Kimi zaman karayolları topu belediyeye atıyor, belediye “yetki bizde değil” diyor. E o zaman biz de soruyoruz: Madem yetki kimsede değil, bu kaza tutanaklarını kim imzalıyor?
Yol sizin, kavşak bizim; ama dert ortada…
BORÇ EDİYATI: BELEDİYECİLİKTE YENİ BİR TÜR
Gelelim bir başka Yozgat klasiğine: Borç edebiyatı!
Yeni seçilen başkanların daha koltuğu ısınmadan yaptığı ilk açıklama: “Kasada para yok.”
Peki, sizce kasasında para olan bir belediye var mı?
Yani Allah aşkına; bu dünyada artık kim gelir-gider dengesini sağlayabiliyor ki?
Bakın, borç olabilir. Hatta borcun boyutu korkutucu da olabilir.
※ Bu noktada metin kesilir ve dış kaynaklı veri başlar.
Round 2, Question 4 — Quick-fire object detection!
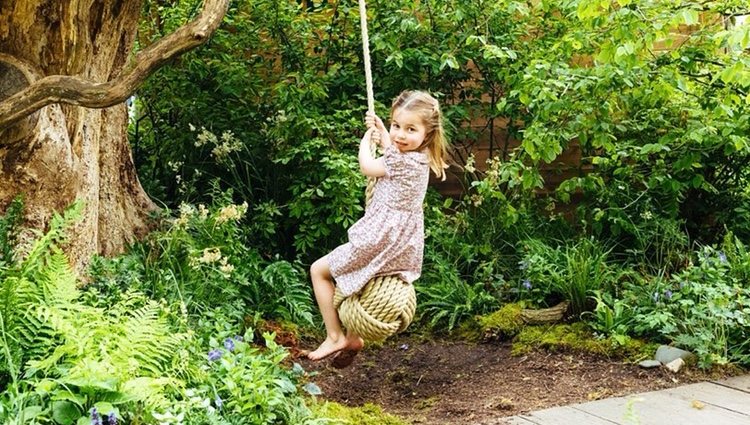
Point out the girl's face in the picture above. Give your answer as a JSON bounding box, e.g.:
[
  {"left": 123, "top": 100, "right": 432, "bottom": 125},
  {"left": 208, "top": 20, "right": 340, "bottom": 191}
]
[{"left": 389, "top": 109, "right": 427, "bottom": 152}]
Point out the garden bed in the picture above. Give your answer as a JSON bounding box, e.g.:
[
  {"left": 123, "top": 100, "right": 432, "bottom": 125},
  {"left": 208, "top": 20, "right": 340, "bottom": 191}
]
[{"left": 300, "top": 337, "right": 736, "bottom": 425}]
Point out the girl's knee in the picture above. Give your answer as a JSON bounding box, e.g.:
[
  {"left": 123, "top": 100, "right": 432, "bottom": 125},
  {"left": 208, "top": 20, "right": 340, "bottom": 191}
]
[{"left": 310, "top": 257, "right": 331, "bottom": 277}]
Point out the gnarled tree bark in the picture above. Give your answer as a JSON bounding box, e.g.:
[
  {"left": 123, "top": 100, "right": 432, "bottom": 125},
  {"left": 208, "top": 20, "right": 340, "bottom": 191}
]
[{"left": 0, "top": 0, "right": 229, "bottom": 270}]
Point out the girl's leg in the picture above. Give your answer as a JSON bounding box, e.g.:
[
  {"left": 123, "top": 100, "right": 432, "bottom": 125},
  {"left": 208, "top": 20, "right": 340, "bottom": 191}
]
[{"left": 307, "top": 257, "right": 363, "bottom": 360}]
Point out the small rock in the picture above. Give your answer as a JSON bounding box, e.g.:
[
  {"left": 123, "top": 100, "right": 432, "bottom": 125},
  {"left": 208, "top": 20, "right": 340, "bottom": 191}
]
[
  {"left": 638, "top": 360, "right": 661, "bottom": 369},
  {"left": 655, "top": 345, "right": 695, "bottom": 364},
  {"left": 664, "top": 358, "right": 685, "bottom": 373}
]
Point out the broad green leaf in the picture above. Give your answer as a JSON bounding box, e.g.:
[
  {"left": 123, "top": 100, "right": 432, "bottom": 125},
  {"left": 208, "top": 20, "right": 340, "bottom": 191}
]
[
  {"left": 680, "top": 9, "right": 700, "bottom": 25},
  {"left": 52, "top": 401, "right": 83, "bottom": 425}
]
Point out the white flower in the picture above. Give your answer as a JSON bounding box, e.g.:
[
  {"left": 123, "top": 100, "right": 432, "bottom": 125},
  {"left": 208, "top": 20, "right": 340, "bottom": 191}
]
[
  {"left": 216, "top": 202, "right": 247, "bottom": 224},
  {"left": 464, "top": 154, "right": 477, "bottom": 173}
]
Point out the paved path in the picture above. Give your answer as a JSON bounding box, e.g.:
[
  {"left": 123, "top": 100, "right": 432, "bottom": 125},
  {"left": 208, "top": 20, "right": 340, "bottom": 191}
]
[{"left": 504, "top": 375, "right": 750, "bottom": 425}]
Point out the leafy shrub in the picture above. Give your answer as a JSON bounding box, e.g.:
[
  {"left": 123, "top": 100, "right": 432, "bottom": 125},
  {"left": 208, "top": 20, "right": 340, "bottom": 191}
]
[
  {"left": 518, "top": 238, "right": 614, "bottom": 317},
  {"left": 91, "top": 194, "right": 313, "bottom": 324}
]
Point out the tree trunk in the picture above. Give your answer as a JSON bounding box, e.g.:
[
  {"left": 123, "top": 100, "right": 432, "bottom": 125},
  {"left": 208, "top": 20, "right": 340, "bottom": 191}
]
[{"left": 0, "top": 0, "right": 228, "bottom": 271}]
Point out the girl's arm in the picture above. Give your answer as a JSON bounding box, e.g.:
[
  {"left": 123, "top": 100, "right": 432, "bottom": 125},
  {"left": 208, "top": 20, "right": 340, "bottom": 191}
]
[
  {"left": 359, "top": 127, "right": 390, "bottom": 178},
  {"left": 365, "top": 111, "right": 391, "bottom": 150}
]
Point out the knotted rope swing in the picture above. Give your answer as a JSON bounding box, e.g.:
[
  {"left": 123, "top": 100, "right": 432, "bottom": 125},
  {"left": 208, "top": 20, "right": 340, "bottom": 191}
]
[{"left": 333, "top": 0, "right": 417, "bottom": 341}]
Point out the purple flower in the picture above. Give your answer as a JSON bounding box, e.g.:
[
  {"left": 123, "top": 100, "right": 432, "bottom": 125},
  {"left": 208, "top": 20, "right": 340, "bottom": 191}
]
[
  {"left": 224, "top": 338, "right": 234, "bottom": 352},
  {"left": 91, "top": 407, "right": 102, "bottom": 425},
  {"left": 208, "top": 349, "right": 222, "bottom": 362},
  {"left": 522, "top": 279, "right": 531, "bottom": 289}
]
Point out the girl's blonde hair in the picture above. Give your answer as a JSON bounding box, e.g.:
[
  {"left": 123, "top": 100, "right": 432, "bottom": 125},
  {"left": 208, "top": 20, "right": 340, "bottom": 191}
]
[{"left": 391, "top": 90, "right": 448, "bottom": 180}]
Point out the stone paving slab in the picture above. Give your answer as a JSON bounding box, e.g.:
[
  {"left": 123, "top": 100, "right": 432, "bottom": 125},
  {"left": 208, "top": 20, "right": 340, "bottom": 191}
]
[{"left": 498, "top": 375, "right": 750, "bottom": 425}]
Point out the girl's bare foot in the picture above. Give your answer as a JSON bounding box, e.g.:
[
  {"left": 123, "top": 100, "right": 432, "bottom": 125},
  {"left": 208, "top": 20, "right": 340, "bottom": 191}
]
[{"left": 307, "top": 336, "right": 349, "bottom": 360}]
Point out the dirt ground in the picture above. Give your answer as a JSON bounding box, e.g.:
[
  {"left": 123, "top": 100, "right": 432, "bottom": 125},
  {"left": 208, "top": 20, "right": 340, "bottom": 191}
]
[{"left": 298, "top": 337, "right": 728, "bottom": 425}]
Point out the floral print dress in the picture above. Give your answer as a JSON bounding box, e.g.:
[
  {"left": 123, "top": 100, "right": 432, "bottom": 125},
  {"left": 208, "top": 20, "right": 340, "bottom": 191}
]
[{"left": 328, "top": 145, "right": 430, "bottom": 296}]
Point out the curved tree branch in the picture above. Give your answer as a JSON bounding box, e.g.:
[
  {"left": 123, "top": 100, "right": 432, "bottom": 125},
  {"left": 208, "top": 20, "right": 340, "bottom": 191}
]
[{"left": 0, "top": 0, "right": 230, "bottom": 130}]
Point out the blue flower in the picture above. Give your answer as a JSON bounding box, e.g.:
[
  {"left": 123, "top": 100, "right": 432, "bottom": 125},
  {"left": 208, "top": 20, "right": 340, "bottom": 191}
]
[
  {"left": 719, "top": 251, "right": 727, "bottom": 264},
  {"left": 208, "top": 349, "right": 222, "bottom": 362},
  {"left": 91, "top": 407, "right": 102, "bottom": 425},
  {"left": 224, "top": 338, "right": 234, "bottom": 352},
  {"left": 522, "top": 279, "right": 531, "bottom": 289}
]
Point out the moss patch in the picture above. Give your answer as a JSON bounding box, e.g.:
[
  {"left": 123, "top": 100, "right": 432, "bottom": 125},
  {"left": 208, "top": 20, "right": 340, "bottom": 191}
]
[
  {"left": 478, "top": 304, "right": 524, "bottom": 339},
  {"left": 310, "top": 401, "right": 409, "bottom": 425},
  {"left": 511, "top": 322, "right": 658, "bottom": 361}
]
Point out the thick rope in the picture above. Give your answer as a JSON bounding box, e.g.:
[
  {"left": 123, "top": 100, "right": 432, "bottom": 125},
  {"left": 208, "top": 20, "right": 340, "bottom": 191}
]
[{"left": 334, "top": 0, "right": 417, "bottom": 341}]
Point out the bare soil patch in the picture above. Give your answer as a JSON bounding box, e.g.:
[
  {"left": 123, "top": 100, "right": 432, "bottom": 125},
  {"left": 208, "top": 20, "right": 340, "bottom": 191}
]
[{"left": 298, "top": 336, "right": 728, "bottom": 425}]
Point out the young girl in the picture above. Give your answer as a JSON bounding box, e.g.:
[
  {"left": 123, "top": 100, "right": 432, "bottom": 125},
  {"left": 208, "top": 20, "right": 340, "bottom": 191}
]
[{"left": 308, "top": 91, "right": 447, "bottom": 367}]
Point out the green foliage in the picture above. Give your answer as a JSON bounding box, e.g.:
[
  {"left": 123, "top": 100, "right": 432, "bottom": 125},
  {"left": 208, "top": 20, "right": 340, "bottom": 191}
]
[
  {"left": 312, "top": 401, "right": 409, "bottom": 425},
  {"left": 416, "top": 268, "right": 498, "bottom": 332},
  {"left": 518, "top": 238, "right": 613, "bottom": 317},
  {"left": 92, "top": 194, "right": 312, "bottom": 324},
  {"left": 0, "top": 204, "right": 334, "bottom": 425},
  {"left": 0, "top": 197, "right": 23, "bottom": 274},
  {"left": 478, "top": 304, "right": 524, "bottom": 339},
  {"left": 586, "top": 238, "right": 750, "bottom": 367},
  {"left": 187, "top": 331, "right": 324, "bottom": 425},
  {"left": 511, "top": 322, "right": 658, "bottom": 361}
]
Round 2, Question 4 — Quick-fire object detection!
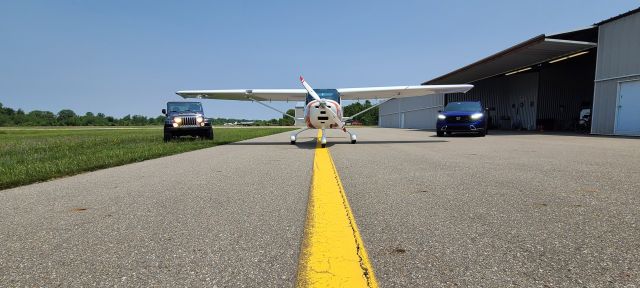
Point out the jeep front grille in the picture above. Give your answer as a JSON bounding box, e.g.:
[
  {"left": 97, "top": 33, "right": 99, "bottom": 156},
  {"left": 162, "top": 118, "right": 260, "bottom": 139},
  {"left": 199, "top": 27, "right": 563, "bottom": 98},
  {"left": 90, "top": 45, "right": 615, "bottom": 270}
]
[{"left": 182, "top": 116, "right": 196, "bottom": 126}]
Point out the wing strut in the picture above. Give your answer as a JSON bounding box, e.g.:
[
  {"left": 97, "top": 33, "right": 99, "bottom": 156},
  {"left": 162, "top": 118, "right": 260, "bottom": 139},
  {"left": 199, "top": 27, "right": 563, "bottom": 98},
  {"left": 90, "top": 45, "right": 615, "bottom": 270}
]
[
  {"left": 247, "top": 97, "right": 296, "bottom": 120},
  {"left": 342, "top": 98, "right": 394, "bottom": 121}
]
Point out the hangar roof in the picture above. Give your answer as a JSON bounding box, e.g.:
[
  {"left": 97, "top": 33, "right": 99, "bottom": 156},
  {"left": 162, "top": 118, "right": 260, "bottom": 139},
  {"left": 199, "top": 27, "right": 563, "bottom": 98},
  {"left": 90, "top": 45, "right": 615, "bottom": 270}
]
[
  {"left": 594, "top": 7, "right": 640, "bottom": 25},
  {"left": 422, "top": 26, "right": 597, "bottom": 85}
]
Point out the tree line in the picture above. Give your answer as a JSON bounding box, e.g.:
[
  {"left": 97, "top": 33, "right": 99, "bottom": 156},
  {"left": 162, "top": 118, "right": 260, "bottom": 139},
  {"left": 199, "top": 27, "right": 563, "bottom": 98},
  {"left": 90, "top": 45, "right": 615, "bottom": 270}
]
[
  {"left": 0, "top": 100, "right": 378, "bottom": 126},
  {"left": 0, "top": 103, "right": 165, "bottom": 126}
]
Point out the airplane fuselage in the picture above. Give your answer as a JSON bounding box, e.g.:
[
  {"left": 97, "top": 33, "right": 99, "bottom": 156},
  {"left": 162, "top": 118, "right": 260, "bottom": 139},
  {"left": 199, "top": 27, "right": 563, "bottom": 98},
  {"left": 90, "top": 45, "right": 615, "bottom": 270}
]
[
  {"left": 304, "top": 100, "right": 342, "bottom": 129},
  {"left": 304, "top": 89, "right": 343, "bottom": 129}
]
Ona amenna.
Ama sorun şu: Borçtan yakınan ağızlar aynı zamanda en ballı ihalelere imza atıyor. “Kasada para yok” dedikten bir hafta sonra belediye binasına yeni perdeler takılmış, eşe dosta çiçekler gönderilmiş, tanıdık firmaya duble fiyatla iş verilmişse…
E biz de sorarız, bu ne perhiz bu ne lahana turşusu?
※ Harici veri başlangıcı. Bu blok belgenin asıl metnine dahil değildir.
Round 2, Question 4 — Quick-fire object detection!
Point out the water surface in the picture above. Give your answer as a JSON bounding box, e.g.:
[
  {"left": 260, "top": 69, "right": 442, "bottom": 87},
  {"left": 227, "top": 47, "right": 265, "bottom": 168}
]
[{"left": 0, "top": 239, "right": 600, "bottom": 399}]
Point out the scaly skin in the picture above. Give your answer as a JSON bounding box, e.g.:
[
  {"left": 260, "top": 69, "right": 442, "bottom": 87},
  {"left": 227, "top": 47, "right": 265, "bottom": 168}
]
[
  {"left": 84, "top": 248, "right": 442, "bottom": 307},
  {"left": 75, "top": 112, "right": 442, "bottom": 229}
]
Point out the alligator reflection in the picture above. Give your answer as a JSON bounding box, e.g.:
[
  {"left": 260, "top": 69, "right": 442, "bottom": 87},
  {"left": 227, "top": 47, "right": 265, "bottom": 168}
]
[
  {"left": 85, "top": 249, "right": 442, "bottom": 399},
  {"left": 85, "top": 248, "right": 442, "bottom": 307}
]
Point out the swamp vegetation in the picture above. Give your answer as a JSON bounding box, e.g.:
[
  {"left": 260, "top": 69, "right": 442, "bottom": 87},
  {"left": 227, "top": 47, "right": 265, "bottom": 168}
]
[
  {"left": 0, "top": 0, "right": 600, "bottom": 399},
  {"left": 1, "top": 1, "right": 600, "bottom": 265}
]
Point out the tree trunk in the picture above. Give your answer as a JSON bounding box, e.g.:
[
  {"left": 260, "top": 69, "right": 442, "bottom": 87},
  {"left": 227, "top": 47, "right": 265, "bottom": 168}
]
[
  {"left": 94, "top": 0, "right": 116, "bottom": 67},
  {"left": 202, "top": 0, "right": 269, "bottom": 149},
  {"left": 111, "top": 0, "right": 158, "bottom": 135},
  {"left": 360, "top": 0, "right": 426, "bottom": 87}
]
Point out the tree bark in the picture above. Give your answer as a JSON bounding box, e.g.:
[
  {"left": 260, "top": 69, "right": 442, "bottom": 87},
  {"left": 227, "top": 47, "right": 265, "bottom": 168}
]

Eskiden "borç yiğidin kamçısıdır" derlerdi, şimdi oldu "borç vatandaşın baş belasıdır."
Hele hele bu borç edebiyatı vatandaşa da sirayet edince, sanki marketteki zamlar belediyenin borcundanmış gibi anlatılınca, sabrın rüzgârı yön değiştiriyor.
Vatandaş evine ekmek götürmenin derdinde, siz hâlâ kemer sıkmaya vatandaştan başlıyorsunuz.
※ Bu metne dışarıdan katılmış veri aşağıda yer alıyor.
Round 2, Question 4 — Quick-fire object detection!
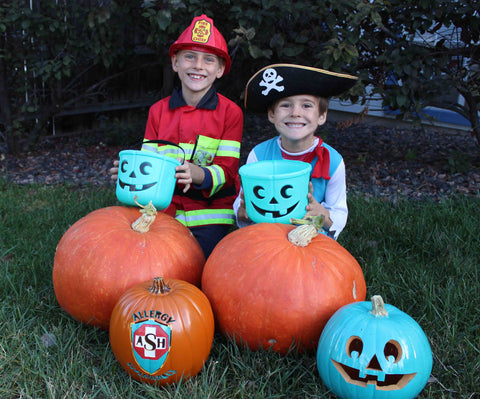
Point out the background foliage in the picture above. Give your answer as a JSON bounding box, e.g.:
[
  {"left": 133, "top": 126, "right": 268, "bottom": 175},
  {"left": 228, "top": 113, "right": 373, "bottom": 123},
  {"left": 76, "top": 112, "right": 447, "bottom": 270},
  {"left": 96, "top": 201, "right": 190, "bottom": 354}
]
[{"left": 0, "top": 0, "right": 480, "bottom": 152}]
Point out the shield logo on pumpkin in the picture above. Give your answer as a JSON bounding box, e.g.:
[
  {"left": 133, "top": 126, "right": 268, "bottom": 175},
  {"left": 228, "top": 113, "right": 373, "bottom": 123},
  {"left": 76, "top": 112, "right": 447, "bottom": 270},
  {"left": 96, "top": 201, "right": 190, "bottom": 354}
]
[{"left": 131, "top": 319, "right": 172, "bottom": 374}]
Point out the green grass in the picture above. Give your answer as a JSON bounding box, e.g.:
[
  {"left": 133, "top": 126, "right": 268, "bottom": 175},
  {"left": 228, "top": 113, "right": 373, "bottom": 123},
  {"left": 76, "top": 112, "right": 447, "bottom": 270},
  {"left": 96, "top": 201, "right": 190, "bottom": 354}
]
[{"left": 0, "top": 182, "right": 480, "bottom": 399}]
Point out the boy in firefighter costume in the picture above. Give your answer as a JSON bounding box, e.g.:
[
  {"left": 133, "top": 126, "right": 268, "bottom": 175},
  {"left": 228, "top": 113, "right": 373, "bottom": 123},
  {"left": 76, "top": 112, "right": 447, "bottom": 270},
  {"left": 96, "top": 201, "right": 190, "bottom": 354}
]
[
  {"left": 234, "top": 64, "right": 357, "bottom": 239},
  {"left": 112, "top": 15, "right": 243, "bottom": 258}
]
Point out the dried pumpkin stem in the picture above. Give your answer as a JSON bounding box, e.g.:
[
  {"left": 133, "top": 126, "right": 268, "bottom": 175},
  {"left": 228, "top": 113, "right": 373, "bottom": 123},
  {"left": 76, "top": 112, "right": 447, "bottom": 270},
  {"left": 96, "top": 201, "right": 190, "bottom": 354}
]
[
  {"left": 132, "top": 196, "right": 157, "bottom": 233},
  {"left": 370, "top": 295, "right": 388, "bottom": 316},
  {"left": 148, "top": 277, "right": 171, "bottom": 295},
  {"left": 288, "top": 224, "right": 318, "bottom": 247},
  {"left": 288, "top": 215, "right": 325, "bottom": 247}
]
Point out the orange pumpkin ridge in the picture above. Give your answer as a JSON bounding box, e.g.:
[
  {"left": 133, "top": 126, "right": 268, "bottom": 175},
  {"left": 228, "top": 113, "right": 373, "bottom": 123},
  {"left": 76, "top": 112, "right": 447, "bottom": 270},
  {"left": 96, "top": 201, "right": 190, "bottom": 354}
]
[
  {"left": 202, "top": 223, "right": 366, "bottom": 353},
  {"left": 52, "top": 206, "right": 205, "bottom": 329}
]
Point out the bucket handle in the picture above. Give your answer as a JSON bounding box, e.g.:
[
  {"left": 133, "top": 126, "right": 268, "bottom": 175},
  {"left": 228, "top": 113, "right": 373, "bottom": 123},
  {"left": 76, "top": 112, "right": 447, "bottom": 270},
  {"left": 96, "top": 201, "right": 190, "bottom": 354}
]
[{"left": 143, "top": 139, "right": 186, "bottom": 165}]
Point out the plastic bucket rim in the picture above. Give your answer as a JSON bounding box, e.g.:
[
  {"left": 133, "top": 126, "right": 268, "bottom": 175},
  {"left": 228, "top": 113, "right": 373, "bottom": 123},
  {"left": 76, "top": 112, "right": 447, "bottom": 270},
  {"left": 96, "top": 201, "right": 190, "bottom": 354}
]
[
  {"left": 239, "top": 159, "right": 312, "bottom": 180},
  {"left": 118, "top": 150, "right": 182, "bottom": 166}
]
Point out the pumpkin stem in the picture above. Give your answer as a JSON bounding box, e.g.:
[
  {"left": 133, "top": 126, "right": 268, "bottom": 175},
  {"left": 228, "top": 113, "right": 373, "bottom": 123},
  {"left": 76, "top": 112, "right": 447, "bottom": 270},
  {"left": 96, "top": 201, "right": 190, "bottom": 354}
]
[
  {"left": 148, "top": 277, "right": 171, "bottom": 295},
  {"left": 370, "top": 295, "right": 388, "bottom": 317},
  {"left": 288, "top": 215, "right": 325, "bottom": 247},
  {"left": 132, "top": 196, "right": 157, "bottom": 233},
  {"left": 288, "top": 224, "right": 318, "bottom": 247}
]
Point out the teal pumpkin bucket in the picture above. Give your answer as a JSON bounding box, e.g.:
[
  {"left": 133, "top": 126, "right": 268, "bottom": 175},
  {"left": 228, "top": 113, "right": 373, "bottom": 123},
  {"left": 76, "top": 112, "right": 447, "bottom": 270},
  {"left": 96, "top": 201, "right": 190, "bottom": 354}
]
[
  {"left": 239, "top": 160, "right": 312, "bottom": 224},
  {"left": 116, "top": 150, "right": 180, "bottom": 210}
]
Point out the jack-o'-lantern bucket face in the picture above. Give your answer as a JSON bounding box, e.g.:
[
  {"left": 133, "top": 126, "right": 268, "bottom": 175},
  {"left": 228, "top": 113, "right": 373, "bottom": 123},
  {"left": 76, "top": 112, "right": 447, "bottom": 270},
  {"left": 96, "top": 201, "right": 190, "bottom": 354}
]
[
  {"left": 239, "top": 160, "right": 312, "bottom": 223},
  {"left": 116, "top": 150, "right": 180, "bottom": 210}
]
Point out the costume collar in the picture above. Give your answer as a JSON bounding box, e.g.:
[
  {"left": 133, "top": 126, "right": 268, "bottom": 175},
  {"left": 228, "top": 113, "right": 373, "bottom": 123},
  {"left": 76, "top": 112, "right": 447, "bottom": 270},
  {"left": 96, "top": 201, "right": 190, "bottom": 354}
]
[{"left": 168, "top": 86, "right": 218, "bottom": 110}]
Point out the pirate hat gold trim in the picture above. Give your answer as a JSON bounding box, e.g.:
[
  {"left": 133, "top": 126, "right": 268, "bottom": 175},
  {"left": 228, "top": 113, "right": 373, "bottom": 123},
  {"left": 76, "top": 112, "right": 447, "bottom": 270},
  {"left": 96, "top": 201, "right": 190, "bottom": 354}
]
[{"left": 245, "top": 64, "right": 358, "bottom": 112}]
ŞİRİNLİK MUSKASI: YOZGAT’I GÜZELLEŞTİRMEK
Şimdi durup bir düşünelim:
Neden bir Yozgatlı, doğup büyüdüğü şehirden uzaklaşıp başka şehre sığınmak zorunda kalsın?
Niye çocuklarımız, üniversiteyi kazandıktan sonra “bir daha dönmem” diye yemin etsin?
Cevap basit: Çünkü burada yaşamak cazip olmaktan çıktı.
Ama neden olmasın?
Bir kasaba, bir ilçe, bir köy…
Şirin, yaşanabilir, temiz, güvenli ve estetik bir yer olması için illa Paris mi olması gerek?
Biz neden kendi Bozok Yaylamıza aşık olmayalım?
Bir vali Boğazlıyan’a, bir bakan Sarıkaya’ya geldiğinde içi açılsın, dönüp bir daha gelsin istemez miyiz?
Yozgatlı olmak ağır iştir, çünkü önce sevilmeye değil, anlaşılmaya ihtiyaç duyar.
Biz de diyoruz ki, gelin şu şehri hep birlikte güzelleştirelim. Beton yığını değil, yaşanabilir mahalleler, çocukların koşabildiği sokaklar, ağaçların mevsimi bildirdiği caddeler inşa edelim.
Ve mümkünse, biz de hayattayken bu güzelliği görelim!
Hülasa dostlar,
Yollar tehlikeli, kavşaklar sinir bozucu, belediyeler dertli...
Ama asıl mesele şu: Yozgatlı sabırlı ama suskun değil.
Çünkü biz her şeye rağmen bir gün Bozok’un yeniden şaha kalkacağına inanıyoruz.
Ama lütfen, “kimin umurunda?” demeye devam etmeyelim.
Çünkü o ‘kim’, biziz.
Ve Yozgat, bizimdir.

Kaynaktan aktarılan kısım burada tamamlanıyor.